Pourrais-tu nous parler de ton enfance et des souvenirs liés à la poésie, la littérature et
les mots ?
Mes parents inventaient des histoires pour mon frère et moi la nuit. Souvent, mon père s’endormait et donc nous pouvions conclure le récit comme bon nous semblait. Au primaire, je me cachais dans la bibliothèque ou dans ma chambre pour lire les textes accompagnés d’images et je composais des petites nouvelles. J’ai appris qu’il y a multiples intelligences et que mon intelligence dominante est linguistique. Au secondaire, lorsque je m’ennuyais en classe, j’écrivais de la poésie sur mes premières peines d’amour. À seize ans, nous avons fait un voyage de famille en Irlande d’où vient mon grand père. Nous avons, tour à tour, embrassé la pierre de Blarney, dite pierre de l’éloquence, dans le Château de Dublin. On raconte qu’elle confère à toute personne assez courageuse pour se pencher vers l’arrière dans le trou pour l’embrasser la magie de l’art oratoire. Je suis certaine que ceci y est pour quelque chose, aujourd’hui ! À treize ans, j’ai pu débuter mon apprentissage de l’espagnol et à dix-huit, j’ai voyagé huit mois en Amérique latine. Des amis et leurs familles m’ont accueillie et je leur en serai à jamais reconnaissante. En cinq semaines au Brésil, j’ai appris un portugais rudimentaire et je tente, aujourd’hui, de maintenir un contact avec ces quatre langues et de m’entraîner à aller vers les mots de façon instinctive et volontaire ; c’est-à-dire de lutter contre les distractions !
Dans le monde des livres et de la poésie, qui sont tes maître.sse.s ?
J’admire profondément la littérature hispanophone dont l’oeuvre de Mario Benedetti et Pablo Neruda, les littératures du monde… bref, les textes qui permettent de connaître une réalité autre que la sienne. Découvrir un lieu, un habitat ou un paysage par l’entremise des mots me permet de me créer des points de repère et m’imaginer tout un univers même si je me trouve à l’autre bout du monde. J’admire la poésie encyclopédique qui rend accessible le contact avec la faune et la flore, la terminologie scientifique et lyrique pour décrire et comprendre l’environnement. C’est un outil-clé pour reprendre l’habitude perdue du rapprochement avec la nature.
Nous nous sommes connues lors du Forum Social Mondial de 2016 avec Développement et Paix. Comment définirais-tu ton engagement social, ta philosophie de vie ou autre(s) ?
Pour moi, les migrations sociales qui s’accélèrent sont un signe que nous sommes peut-être en transition vers le mode de vie de nos ancêtres, un genre de nomadisme, aujourd’hui, assisté par la technologie et l’effritement du choc culturel.
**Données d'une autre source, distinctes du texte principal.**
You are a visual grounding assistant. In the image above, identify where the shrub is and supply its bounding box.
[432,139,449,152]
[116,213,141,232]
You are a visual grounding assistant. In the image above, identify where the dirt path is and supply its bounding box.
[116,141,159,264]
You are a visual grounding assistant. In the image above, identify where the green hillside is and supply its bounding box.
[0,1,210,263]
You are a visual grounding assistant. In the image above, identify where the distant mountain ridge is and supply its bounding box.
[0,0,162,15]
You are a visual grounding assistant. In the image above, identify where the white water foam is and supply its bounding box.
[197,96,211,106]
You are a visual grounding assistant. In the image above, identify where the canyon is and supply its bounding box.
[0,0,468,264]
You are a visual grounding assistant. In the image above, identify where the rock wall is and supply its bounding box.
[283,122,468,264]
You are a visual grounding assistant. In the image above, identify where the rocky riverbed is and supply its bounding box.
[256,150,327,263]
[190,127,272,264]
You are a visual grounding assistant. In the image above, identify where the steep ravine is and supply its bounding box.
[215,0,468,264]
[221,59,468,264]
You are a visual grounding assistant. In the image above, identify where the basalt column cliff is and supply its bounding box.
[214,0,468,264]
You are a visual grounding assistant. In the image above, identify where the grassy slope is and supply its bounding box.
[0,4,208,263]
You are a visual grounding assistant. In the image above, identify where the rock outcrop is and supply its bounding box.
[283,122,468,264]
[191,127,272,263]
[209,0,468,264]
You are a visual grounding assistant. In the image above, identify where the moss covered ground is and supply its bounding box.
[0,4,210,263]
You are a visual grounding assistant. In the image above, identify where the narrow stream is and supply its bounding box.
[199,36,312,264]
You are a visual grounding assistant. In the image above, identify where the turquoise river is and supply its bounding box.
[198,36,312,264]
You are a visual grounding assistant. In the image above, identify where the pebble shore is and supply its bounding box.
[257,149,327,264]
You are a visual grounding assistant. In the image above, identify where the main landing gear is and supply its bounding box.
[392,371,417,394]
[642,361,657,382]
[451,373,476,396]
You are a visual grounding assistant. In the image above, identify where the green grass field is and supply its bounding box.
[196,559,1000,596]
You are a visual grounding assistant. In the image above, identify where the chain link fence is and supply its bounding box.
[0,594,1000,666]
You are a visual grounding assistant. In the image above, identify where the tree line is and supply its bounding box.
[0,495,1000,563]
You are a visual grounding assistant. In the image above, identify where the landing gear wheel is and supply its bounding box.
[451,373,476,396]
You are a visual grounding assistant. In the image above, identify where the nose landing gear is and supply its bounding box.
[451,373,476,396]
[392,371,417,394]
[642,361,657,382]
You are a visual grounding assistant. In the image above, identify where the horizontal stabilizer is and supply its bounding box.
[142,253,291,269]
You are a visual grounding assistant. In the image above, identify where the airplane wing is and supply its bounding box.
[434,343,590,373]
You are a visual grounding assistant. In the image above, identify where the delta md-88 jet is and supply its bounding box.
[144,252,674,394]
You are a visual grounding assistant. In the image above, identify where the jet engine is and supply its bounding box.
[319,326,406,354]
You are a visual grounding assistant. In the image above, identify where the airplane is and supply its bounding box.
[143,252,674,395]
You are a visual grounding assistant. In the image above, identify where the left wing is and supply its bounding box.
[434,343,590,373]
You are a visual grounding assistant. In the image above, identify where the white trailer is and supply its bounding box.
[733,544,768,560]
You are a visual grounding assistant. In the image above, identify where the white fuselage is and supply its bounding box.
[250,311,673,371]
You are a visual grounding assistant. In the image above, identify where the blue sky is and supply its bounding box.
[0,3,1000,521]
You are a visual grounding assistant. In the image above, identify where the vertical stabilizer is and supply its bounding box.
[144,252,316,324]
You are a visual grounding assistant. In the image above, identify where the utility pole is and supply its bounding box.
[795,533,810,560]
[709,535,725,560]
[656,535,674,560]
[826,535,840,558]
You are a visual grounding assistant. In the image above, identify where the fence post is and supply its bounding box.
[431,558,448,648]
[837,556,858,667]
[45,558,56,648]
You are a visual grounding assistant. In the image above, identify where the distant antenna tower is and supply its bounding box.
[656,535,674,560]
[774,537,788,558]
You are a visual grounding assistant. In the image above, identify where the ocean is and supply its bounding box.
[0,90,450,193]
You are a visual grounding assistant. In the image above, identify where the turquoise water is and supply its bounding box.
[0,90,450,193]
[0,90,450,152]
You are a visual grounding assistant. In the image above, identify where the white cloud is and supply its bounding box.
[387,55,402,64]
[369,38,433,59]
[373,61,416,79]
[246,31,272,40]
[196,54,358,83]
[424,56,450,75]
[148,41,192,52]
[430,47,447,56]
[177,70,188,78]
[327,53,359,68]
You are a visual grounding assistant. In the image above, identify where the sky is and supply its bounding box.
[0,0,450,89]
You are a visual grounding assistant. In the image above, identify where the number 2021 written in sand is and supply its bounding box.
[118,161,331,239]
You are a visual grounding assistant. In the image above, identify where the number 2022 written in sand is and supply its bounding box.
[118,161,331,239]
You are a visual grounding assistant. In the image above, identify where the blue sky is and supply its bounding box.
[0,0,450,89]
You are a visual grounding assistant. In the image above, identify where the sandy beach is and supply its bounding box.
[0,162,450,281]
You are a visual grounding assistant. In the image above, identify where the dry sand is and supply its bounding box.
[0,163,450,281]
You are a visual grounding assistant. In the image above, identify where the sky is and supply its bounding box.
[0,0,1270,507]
Pourquoi ne pas vivre cette effervescence, l’accueillir et la célébrer ? Pour moi, les frontières peuvent détruire et isoler. Cette planète mérite qu’on y vive en respect mutuel, pour mieux la respecter, elle. Depuis le Forum social mondial, je ne suis plus active au sein du mouvement Développement et Paix car je cherche à m’impliquer en dehors d’une contrainte religieuse et de ses prescriptions politiques.
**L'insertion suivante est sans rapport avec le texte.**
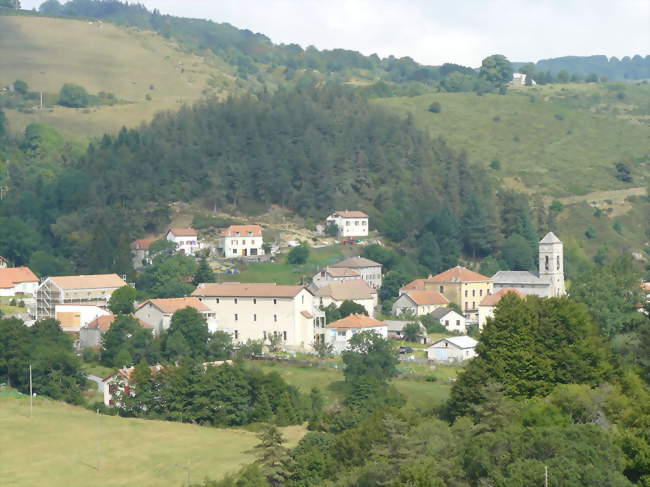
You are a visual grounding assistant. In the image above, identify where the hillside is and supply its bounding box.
[0,396,304,487]
[0,15,235,140]
[374,84,650,198]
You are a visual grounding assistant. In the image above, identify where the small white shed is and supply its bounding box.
[427,335,478,363]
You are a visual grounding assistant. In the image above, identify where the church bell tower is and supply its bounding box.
[539,232,566,297]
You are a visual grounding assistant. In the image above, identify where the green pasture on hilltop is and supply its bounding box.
[0,394,305,487]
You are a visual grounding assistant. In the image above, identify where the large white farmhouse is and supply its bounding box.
[218,225,264,258]
[326,210,368,237]
[192,282,315,350]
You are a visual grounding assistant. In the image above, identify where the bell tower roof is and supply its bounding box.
[539,232,562,243]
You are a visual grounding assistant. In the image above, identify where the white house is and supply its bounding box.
[325,314,388,353]
[192,282,319,350]
[134,297,217,334]
[54,304,111,332]
[0,266,38,298]
[314,279,379,317]
[329,257,382,289]
[218,225,264,258]
[427,335,478,363]
[431,307,467,333]
[36,274,127,319]
[326,210,368,237]
[478,288,526,330]
[165,228,202,255]
[311,267,361,288]
[79,314,153,350]
[393,289,449,316]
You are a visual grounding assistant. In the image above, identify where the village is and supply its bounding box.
[0,210,566,405]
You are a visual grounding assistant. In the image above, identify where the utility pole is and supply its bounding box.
[29,364,34,418]
[544,465,548,487]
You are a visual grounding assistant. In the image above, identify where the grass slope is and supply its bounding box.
[375,83,650,197]
[0,396,304,487]
[0,15,234,139]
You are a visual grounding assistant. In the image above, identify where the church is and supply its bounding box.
[492,232,566,298]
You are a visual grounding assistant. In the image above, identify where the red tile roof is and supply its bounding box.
[406,289,449,306]
[192,282,305,298]
[325,314,388,330]
[136,298,210,314]
[427,265,490,283]
[333,210,368,218]
[219,225,263,237]
[0,267,38,289]
[167,228,199,237]
[131,237,158,250]
[479,288,526,306]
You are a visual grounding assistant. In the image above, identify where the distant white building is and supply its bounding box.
[314,279,379,317]
[392,289,449,316]
[431,308,464,333]
[311,267,361,288]
[326,210,368,237]
[325,314,388,353]
[165,228,202,255]
[192,282,319,350]
[512,73,537,86]
[427,335,478,363]
[328,257,382,289]
[218,225,264,258]
[0,262,38,298]
[54,304,111,333]
[134,297,217,334]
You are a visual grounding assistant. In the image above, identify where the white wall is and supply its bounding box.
[199,289,314,349]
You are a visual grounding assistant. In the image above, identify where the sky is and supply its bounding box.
[22,0,650,67]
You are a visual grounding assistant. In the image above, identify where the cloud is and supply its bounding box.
[23,0,650,66]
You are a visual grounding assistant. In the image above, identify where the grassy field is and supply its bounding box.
[218,246,360,284]
[374,83,650,197]
[0,15,234,140]
[246,362,459,408]
[0,397,305,487]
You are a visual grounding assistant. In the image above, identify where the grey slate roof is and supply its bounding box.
[539,232,562,243]
[330,257,381,269]
[492,271,548,286]
[429,307,456,320]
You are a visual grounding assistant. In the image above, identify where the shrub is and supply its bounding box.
[429,101,442,113]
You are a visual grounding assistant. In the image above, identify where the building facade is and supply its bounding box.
[218,225,264,258]
[326,210,368,237]
[36,274,127,319]
[165,228,202,255]
[329,257,382,289]
[134,297,217,334]
[192,282,315,350]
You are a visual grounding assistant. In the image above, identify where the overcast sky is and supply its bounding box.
[22,0,650,66]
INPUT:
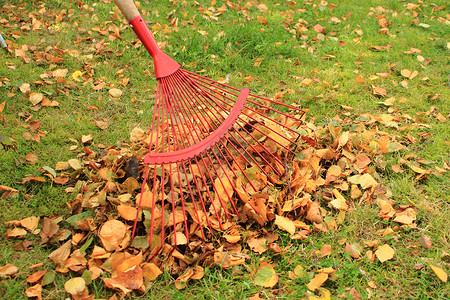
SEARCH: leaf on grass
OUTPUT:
[67,158,82,170]
[375,244,395,263]
[430,264,448,282]
[103,266,144,294]
[98,220,127,251]
[64,277,86,298]
[117,205,137,221]
[25,283,42,300]
[254,261,278,288]
[48,241,71,266]
[275,215,295,234]
[109,88,123,98]
[0,264,19,276]
[306,273,328,291]
[372,86,387,96]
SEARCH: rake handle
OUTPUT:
[114,0,140,22]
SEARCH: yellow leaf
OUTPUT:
[306,273,328,291]
[117,205,137,221]
[430,264,448,282]
[375,244,395,263]
[308,289,331,300]
[275,215,295,234]
[255,265,278,288]
[109,88,123,98]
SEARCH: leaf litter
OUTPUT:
[3,103,445,299]
[0,2,450,299]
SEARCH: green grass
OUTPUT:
[0,0,450,299]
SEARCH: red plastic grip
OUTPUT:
[130,16,180,78]
[144,89,250,165]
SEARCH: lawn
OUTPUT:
[0,0,450,300]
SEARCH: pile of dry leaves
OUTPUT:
[1,107,449,299]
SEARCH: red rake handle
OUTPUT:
[114,0,180,78]
[144,89,250,165]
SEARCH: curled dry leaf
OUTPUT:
[375,244,395,263]
[0,264,19,276]
[254,262,278,288]
[25,283,42,300]
[306,272,328,291]
[98,220,128,251]
[430,264,448,282]
[48,241,71,266]
[275,215,295,234]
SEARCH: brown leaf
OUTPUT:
[430,264,448,282]
[0,264,19,276]
[25,284,42,300]
[117,205,137,221]
[103,266,144,294]
[320,245,331,257]
[419,234,432,249]
[25,152,38,165]
[306,202,323,224]
[29,93,44,105]
[254,261,278,288]
[98,220,128,251]
[48,241,71,267]
[109,88,123,98]
[95,120,108,130]
[306,273,328,291]
[375,244,395,263]
[141,262,163,281]
[372,86,387,96]
[27,270,47,283]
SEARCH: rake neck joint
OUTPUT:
[130,16,180,78]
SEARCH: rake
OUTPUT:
[115,0,304,245]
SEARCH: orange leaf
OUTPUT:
[306,273,328,291]
[375,244,395,263]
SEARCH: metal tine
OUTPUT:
[183,70,305,130]
[163,76,221,238]
[167,77,237,222]
[169,72,256,190]
[185,78,301,153]
[167,75,231,228]
[183,70,305,121]
[181,78,282,177]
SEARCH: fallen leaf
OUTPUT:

Je suis diplômée du Collège du Monde-Uni Lester B. Pearson du Pacifique qui fait partie d’un réseau de 17 collèges répartis à travers le monde et dont la mission est de “faire de l’éducation une force pour unir les peuples, nations et cultures pour la paix et un avenir durable”. Comme l’a dit M. Pearson dans l’allocution qu’il a prononcée en recevant son Prix Nobel, « Comment peut-on avoir la paix si les gens ne se comprennent pas et comment y arriver s’ils ne se connaissent pas ? » Aujourd’hui, dans la société individualiste de l’Amérique du nord, aller à la rencontre de l’autre est un acte de révolution. Je tente malgré ma nature introvertie de vivre des rencontres tant au niveau local que global, pour me rapprocher d’une compréhension et donc d’une compassion.
Si je te dis « poésie engagée », tu me réponds que …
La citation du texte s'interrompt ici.